O garoto cursava a 5ª série, na Escola Classe 409 Norte, da rede pública. Mas uma seqüência de fatos e mal-entendidos verificados ali levaram sua mãe, a artista plástica e desenhista de jóias Lurdinha Danezy, a retirá-lo da escola. Para preencher as horas ociosas do filho hiperativo, Lurdinha presenteou-o com tintas, telas e pincéis. Deu a ele instrumentos de sua ascendência. O pai de Lúcio é o artista plástico Lourenço de Bem. O avô é o também artista Glênio Bianchetti.
Assim, mesclando a atividade de pintor com aulas de violão, hip hop, capoeira, malabarismo e língua brasileira de sinais (libras), em pouco mais de três meses Lúcio concluiu quatro dezenas de telas de todos os tamanhos, todas de uma simetria lógica e coerência nas cores. Gosta de Jackson Pollock, expressionista e abstrato americano que marcou profundamente a arte moderna. Nas telas de Lúcio predomina mais a mistura de vermelho e preto, embora seja torcedor do alvinegro Botafogo, cuja estrela solitária também ganhou uma tela.
PRECONCEITO
Lurdinha acusa o sistema educacional de não ter preparo suficiente para cuidar de alunos excepcionais. Daí, a decisão de retirar o filho da aula. “Ele sofreu muito preconceito por parte dos professores. Uma tinha medo dele, embora tenha sempre se destacado pela afetividade e educação. Foi acusado até de furtar (teria pego um salgado na cantina) e de agredir”, disse ela.
Em abril, a mãe tirou-o da escola pelo período de um mês, enquanto negociava mudanças diretamente com a Secretaria da Educação. Feitos os entendimentos, Lúcio voltou. Um mês depois, foi deixado fora da sala de aula durante todo o período. Teve uma crise de stress e acabou por quebrar um vidro. Lurdinha tirou-o definitivamente da escola. Até assinou um documento dizendo que se responsabilizava inteiramente pelo ato.
Quando Lúcio fez 5 anos, a mãe escreveu com Elizabeth Tunes, pesquisadora em deficiência e professora da Universidade de Brasília (UnB), o livro Cadê a Síndrome de Down que Estava Aqui? O Gato Comeu…, lançado pela Editora Autores Associados, de Campinas. O livro está na terceira edição. Será também lançado em Portugal. Fala da experiência de ter um filho que, ao nascer, ganhou o diagnóstico da deficiência mental e todas as questões relacionadas a ela, a exemplo do atraso no desenvolvimento e dificuldades no aprendizado.

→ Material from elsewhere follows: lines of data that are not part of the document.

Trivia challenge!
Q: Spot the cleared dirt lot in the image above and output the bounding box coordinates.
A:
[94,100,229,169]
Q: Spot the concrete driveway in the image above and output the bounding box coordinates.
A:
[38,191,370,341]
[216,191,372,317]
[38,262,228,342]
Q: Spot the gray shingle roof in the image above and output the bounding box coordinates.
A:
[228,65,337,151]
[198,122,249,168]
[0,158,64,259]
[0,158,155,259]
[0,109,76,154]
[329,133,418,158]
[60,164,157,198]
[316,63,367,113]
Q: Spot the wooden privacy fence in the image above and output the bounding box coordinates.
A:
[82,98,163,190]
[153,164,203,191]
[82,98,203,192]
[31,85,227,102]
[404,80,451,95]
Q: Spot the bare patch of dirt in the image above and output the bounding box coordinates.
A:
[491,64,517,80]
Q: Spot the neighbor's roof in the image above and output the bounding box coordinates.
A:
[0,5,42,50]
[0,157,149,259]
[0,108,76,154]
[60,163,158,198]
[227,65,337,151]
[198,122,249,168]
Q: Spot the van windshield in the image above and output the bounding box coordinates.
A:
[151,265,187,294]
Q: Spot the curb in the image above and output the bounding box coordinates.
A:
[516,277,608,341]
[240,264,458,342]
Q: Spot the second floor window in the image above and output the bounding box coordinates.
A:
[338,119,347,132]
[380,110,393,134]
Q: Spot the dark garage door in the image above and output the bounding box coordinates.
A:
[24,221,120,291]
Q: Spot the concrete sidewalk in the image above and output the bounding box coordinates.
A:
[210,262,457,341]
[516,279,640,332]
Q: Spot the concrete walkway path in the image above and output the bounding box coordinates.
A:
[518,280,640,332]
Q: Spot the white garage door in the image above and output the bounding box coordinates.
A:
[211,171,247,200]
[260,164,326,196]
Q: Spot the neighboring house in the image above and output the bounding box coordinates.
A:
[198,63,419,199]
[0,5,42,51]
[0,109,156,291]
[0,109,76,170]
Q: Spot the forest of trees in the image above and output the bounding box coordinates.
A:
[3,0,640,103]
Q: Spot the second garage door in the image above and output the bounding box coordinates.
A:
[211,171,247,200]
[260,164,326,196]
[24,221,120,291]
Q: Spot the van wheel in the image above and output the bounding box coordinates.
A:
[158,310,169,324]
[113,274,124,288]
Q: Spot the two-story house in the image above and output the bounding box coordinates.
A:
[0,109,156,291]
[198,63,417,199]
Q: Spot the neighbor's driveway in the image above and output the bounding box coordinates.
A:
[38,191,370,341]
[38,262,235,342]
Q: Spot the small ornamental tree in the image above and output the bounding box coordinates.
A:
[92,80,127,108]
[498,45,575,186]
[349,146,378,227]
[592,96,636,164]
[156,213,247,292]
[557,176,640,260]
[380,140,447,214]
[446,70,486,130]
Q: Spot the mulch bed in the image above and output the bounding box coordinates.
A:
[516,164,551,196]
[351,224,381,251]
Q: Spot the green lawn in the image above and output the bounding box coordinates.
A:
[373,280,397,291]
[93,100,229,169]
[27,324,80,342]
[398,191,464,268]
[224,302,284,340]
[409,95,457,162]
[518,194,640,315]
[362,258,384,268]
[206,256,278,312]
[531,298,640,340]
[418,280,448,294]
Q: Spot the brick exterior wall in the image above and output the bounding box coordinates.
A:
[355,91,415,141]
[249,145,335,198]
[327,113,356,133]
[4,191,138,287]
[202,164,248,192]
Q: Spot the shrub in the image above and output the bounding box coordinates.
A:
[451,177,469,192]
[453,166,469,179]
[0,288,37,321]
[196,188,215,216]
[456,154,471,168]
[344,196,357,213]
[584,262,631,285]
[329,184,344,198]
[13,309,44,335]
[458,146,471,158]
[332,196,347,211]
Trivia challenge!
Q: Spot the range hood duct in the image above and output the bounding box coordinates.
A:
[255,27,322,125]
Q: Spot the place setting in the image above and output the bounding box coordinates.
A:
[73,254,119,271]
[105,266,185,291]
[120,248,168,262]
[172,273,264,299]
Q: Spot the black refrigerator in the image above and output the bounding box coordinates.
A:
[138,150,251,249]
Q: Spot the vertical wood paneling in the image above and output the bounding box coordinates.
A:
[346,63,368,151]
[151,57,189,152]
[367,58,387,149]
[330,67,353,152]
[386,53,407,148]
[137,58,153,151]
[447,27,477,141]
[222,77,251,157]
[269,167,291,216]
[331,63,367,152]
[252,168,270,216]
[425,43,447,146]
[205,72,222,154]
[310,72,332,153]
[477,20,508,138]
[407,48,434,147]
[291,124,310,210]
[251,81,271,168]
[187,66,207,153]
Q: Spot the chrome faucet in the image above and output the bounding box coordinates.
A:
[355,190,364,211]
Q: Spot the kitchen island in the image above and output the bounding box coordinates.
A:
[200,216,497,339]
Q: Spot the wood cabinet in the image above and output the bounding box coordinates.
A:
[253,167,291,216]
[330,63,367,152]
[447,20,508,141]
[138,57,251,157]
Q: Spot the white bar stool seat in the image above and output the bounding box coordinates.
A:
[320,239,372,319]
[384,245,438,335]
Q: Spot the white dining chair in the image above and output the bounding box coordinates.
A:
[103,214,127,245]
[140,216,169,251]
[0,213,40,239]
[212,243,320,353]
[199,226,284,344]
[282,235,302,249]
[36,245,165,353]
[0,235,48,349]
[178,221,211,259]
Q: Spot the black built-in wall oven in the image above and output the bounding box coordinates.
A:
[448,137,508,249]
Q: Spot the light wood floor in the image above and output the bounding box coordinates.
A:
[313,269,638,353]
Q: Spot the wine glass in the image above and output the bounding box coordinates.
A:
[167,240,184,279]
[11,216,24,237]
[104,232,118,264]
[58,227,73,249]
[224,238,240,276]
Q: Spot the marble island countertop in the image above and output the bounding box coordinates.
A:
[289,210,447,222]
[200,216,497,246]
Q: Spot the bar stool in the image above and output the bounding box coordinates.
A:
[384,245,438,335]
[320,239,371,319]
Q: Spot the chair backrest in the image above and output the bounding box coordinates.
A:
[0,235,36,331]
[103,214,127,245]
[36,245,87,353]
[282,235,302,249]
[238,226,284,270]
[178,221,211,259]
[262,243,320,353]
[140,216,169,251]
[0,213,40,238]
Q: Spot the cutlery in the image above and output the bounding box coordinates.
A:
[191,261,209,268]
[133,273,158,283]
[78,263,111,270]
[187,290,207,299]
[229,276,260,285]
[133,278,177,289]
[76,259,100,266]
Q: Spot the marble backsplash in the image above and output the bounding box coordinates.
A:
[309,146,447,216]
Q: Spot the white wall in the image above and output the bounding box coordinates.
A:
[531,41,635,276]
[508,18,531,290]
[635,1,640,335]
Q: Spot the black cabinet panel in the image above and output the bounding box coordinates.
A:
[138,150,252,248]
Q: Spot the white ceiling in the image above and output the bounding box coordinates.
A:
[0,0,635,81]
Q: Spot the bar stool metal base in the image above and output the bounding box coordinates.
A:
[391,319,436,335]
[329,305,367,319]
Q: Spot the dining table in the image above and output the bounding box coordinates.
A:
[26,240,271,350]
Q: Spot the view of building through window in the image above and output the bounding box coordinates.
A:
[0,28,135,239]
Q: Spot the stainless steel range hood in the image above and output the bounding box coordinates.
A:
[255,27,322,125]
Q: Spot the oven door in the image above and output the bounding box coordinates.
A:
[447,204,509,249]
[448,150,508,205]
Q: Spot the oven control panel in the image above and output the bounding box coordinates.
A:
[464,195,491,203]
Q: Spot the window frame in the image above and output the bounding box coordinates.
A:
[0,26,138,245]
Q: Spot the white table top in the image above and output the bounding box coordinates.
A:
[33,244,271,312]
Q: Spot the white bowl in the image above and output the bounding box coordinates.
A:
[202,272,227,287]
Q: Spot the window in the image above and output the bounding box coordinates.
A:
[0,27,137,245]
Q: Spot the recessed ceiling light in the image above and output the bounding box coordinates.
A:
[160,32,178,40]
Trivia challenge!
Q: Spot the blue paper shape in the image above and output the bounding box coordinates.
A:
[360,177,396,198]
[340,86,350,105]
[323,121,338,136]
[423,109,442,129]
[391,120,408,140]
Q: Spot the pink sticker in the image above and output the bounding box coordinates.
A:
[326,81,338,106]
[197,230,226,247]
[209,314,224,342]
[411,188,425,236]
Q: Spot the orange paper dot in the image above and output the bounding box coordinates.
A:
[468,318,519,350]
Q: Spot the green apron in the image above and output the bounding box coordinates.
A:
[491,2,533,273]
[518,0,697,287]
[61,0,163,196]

“Quis provar que a pessoa pode nascer com o diagnóstico da doença mental, mas, com as intervenções necessárias e corretas, pode chegar a um desenvolvimento próximo da normalidade”, disse ela. “Amamentei-o, fiz nele estimulações precoces, massagens, e lhe dei refeição vegetariana até os 5 anos”, afirmou. “Defendo que se o excepcional estiver no ambiente correto, vai se desenvolver.”

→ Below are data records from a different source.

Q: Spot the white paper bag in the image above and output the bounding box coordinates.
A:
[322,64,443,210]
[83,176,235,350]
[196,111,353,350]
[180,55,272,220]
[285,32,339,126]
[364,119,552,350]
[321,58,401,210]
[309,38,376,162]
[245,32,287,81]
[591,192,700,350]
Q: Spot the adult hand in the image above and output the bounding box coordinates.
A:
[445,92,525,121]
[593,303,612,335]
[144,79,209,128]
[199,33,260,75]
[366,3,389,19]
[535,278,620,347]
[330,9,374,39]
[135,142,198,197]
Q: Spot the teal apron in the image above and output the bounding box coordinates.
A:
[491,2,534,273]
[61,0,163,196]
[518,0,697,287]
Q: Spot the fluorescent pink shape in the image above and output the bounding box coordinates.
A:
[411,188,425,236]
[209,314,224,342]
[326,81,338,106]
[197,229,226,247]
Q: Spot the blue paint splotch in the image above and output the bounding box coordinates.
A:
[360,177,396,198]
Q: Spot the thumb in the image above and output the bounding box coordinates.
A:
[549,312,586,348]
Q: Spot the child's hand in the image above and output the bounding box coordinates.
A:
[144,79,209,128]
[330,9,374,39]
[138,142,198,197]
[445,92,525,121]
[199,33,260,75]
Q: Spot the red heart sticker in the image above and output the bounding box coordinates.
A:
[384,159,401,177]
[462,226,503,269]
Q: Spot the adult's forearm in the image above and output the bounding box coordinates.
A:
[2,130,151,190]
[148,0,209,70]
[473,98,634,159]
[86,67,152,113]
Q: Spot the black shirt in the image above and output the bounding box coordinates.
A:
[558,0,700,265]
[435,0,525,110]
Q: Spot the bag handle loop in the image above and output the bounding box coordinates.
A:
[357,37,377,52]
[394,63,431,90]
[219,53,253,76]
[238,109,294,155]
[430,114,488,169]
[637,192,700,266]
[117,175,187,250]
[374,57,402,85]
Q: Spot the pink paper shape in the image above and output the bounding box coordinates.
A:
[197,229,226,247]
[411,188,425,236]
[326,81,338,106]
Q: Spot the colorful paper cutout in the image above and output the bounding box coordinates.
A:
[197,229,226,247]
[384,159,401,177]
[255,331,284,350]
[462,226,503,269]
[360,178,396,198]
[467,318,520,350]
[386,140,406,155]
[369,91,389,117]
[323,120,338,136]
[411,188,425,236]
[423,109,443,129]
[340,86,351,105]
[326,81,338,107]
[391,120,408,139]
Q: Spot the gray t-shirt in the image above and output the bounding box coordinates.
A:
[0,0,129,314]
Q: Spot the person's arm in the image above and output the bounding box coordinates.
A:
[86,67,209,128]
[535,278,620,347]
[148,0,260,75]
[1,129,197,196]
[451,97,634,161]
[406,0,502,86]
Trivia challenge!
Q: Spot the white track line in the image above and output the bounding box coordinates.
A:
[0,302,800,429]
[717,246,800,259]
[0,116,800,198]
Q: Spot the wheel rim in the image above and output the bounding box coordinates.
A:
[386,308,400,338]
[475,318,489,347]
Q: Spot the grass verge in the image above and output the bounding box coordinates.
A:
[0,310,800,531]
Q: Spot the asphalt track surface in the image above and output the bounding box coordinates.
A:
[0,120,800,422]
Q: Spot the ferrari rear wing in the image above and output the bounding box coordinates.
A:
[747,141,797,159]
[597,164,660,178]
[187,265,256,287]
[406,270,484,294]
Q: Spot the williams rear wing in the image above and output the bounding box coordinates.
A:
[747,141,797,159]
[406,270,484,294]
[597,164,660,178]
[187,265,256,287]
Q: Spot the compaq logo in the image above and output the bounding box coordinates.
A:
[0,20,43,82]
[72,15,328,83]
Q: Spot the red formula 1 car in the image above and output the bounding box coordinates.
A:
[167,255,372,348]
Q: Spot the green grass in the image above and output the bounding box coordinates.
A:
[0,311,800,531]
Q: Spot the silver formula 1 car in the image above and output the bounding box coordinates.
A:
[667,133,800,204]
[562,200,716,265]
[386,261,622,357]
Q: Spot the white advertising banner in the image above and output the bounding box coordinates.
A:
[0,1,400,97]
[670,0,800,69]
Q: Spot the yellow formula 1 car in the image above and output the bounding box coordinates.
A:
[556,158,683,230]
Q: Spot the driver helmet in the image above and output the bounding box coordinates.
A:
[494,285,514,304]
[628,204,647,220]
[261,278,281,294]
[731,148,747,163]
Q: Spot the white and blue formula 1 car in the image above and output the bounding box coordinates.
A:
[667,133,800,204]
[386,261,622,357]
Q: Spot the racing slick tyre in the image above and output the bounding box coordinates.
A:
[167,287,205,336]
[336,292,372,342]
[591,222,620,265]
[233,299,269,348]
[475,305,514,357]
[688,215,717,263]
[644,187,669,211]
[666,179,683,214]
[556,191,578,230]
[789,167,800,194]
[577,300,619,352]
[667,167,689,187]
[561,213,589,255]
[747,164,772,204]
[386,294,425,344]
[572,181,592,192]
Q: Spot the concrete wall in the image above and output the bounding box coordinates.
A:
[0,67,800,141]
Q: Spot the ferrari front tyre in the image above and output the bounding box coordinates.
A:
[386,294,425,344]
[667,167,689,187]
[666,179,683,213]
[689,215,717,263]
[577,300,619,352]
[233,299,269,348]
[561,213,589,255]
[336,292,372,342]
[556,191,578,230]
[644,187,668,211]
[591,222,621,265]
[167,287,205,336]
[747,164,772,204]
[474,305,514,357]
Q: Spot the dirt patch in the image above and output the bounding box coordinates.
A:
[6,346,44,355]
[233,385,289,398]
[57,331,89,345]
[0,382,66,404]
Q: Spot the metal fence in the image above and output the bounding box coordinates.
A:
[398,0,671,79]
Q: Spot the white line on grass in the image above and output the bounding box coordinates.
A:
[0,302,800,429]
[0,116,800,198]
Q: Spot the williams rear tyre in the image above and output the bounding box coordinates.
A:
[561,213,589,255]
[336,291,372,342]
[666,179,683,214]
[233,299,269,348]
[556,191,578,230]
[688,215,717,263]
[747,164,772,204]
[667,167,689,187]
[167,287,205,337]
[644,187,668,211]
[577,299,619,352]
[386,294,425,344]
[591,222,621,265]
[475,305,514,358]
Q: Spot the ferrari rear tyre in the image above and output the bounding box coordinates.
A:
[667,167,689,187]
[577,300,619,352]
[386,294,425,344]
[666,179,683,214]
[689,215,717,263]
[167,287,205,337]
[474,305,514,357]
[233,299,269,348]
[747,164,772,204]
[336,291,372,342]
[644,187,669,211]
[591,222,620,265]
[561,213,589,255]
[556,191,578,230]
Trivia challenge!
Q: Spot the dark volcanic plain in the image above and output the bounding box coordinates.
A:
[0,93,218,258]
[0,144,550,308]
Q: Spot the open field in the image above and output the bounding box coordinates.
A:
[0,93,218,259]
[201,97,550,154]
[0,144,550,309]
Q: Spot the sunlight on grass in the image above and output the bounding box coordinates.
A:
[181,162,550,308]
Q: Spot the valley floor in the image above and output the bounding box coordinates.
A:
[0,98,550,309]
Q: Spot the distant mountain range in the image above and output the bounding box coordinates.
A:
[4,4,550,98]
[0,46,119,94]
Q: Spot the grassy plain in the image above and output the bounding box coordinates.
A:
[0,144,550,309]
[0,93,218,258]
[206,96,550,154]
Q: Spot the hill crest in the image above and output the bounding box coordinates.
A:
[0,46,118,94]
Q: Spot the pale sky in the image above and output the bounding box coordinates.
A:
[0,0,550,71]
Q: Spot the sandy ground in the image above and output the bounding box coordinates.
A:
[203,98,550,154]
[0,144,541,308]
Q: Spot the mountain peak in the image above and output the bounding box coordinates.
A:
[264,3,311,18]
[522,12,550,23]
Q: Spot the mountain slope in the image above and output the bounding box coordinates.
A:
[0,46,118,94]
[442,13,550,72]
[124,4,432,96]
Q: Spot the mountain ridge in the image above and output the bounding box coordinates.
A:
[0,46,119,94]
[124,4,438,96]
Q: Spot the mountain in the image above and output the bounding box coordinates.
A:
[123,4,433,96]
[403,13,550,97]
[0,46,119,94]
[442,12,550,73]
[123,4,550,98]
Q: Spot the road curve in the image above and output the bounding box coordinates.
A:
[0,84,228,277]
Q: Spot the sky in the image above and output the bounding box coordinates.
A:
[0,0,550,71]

Por conta dos desentendimentos com a escola, Lurdinha registrou boletim de ocorrência na Delegacia do Menor e do Adolescente, entrou com uma representação no Ministério Público, levou o problema à Comissão de Direitos Humanos da Ordem dos Advogados do Brasil (OAB) e abriu um processo administrativo contra a escola na Secretaria da Educação. De tão revoltada com o processo educacional, Lurdinha hoje costuma citar Bernard Shaw quando se refere à escola: “Desde pequeno tive de interromper minha educação para ir à escola.”
?ELE VOLTARÁ?
O secretário da Educação de Brasília, João Luiz Valente, tem conhecimento do que ocorreu com Lúcio. “A dona Lurdinha tem meu telefone celular, meu e-mail e as portas da secretaria abertas”, disse ele. “Conheço o Lúcio muito bem. Já estive várias vezes com ele. É uma graça de menino. Infelizmente, ocorreram problemas. Nós estamos procurando a melhor escola para ele, porque em Brasília todas as escolas são inclusivas.”
Valente garantiu que Lúcio voltará à sala de aula, em outro contexto. “O garoto não pode ficar fora da escola de jeito nenhum. Ele tem de voltar. E a mãe tem de continuar a ajudar no processo educacional dele.”
O secretário disse que no ano que vem Lúcio tem vaga garantida na Escola Polivalente, considerada por ele como modelo no trato com os excepcionais. “Agora que a mãe achou uma vocação para ele, é obrigação nosso ajudá-la nessa luta”, disse Valente.